Am. J. Respir. Crit. Care Med., Vol 153, No. 3, 03 1996, 1176-1181.
Patient-triggered ventilation decreases the work of breathing in neonates
PH Jarreau, G Moriette, P Mussat, C Mariette, A Mohanna, A Harf and H Lorino
Service de Medecine Neonatale, Hopital de Port Royal, Paris, France.
During conventional intermittent mandatory ventilation (IMV) in neonates,
asynchrony between mechanical and spontaneous breaths is frequent. We
tested the hypothesis that patient-triggered ventilation (PTV) reduces the
work of breathing (WOB) by providing synchronized assistance for each
breath. Accordingly, six intubated preterm infants were studied at the
median postnatal age of 34 days while they were being weaned from
mechanical ventilation (MV). Patients were ventilated using the Draeger
Babylog 8000 (software #3) and studied in four successive modes of MV with
a constant level of positive end-expiratory pressure. They were randomly
assigned to IMV, PTV with peak inspiratory pressure of either 10 cm H2O
(PTV10) or 15 cm H2O (PTV15), and spontaneous ventilation with continuous
positive airway pressure. PTV was achieved in the assist/control mode.

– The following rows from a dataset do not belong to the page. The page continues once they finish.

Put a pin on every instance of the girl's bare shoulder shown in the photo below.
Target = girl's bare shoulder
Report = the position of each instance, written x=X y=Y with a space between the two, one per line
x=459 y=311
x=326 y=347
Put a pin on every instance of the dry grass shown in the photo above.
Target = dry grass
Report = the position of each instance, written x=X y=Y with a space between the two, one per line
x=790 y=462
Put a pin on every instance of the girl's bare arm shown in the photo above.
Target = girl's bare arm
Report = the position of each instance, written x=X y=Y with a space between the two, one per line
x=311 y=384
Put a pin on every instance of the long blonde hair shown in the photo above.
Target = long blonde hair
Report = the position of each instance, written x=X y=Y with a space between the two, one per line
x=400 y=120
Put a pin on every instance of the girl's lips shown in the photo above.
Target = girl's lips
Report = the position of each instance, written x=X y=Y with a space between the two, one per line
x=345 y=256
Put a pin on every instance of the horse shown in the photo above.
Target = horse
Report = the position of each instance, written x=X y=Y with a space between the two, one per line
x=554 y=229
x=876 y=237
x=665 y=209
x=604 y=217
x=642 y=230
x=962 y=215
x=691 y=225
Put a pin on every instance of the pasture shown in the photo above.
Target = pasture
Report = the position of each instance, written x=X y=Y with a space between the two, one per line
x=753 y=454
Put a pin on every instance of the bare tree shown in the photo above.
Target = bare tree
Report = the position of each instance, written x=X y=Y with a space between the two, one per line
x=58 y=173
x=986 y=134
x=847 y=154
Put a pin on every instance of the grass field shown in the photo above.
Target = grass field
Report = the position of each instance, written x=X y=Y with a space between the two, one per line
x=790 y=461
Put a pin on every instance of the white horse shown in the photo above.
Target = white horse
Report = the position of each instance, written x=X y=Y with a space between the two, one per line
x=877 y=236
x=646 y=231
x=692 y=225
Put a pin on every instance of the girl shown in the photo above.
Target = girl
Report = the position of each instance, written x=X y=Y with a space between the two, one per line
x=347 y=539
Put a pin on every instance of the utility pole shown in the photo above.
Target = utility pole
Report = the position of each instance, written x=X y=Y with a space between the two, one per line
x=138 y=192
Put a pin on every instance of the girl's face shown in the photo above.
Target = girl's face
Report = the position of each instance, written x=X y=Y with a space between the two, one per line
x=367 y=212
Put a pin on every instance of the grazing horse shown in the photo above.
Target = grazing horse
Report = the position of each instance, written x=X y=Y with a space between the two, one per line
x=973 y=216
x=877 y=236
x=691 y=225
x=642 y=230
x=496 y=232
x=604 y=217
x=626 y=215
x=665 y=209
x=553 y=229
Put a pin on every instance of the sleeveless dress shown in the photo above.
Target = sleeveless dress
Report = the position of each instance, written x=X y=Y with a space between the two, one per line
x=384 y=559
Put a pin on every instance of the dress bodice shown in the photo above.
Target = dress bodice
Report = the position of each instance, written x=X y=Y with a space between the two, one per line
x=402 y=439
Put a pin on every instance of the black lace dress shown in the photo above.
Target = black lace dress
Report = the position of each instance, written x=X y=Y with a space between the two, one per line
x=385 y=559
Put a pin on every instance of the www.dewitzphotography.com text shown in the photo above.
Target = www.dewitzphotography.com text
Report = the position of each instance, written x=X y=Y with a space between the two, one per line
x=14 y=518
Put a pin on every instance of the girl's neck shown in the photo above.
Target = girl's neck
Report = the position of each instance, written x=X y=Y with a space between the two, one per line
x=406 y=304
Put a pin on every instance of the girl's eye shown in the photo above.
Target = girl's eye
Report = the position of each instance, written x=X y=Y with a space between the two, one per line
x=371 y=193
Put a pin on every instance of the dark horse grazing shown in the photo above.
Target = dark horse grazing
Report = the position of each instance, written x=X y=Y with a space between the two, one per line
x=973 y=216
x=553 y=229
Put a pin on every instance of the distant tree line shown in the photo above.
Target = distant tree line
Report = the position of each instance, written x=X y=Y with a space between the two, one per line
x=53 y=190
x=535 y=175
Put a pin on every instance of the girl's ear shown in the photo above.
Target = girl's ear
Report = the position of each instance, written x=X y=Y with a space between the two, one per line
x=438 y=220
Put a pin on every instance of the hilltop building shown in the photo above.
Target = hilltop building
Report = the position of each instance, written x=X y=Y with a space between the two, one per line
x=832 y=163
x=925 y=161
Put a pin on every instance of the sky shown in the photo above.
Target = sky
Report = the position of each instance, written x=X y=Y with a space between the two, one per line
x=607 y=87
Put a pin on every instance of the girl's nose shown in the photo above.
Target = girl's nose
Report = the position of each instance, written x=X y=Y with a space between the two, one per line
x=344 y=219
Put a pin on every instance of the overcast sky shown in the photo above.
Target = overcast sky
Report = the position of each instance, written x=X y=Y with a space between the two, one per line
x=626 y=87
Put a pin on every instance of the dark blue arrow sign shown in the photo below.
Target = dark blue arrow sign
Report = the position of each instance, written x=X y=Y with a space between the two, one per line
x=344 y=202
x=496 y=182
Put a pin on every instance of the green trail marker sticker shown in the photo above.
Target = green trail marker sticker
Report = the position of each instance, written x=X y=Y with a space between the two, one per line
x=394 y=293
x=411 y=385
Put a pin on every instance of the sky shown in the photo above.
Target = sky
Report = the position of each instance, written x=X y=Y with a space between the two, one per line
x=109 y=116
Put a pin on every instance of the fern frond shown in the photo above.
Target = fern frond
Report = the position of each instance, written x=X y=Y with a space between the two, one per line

During PTV, infants adapted their pattern of breathing in response to an
increase in tidal volume (median 7.5 ml/kg in IMV versus 8.2 in PTV10 and
8.5 in PTV15, p<0.05) by decreasing their respiratory rate, thus
maintaining minute ventilation (439 ml/min/kg in IMV versus 422 in PTV10
and 455 in PTV15, NS) and transcutaneous CO2. WOB fell significantly during
PTV compared with its level during IMV (0.81 J/L in IMV versus 0.48 and
0.47 during PTV10 and PTV15, respectively, p<0.05). Power of breathing
decreased in the same proportions. These results demonstrate that PTV mode
allows reduction of the workload imposed on the respiratory muscles.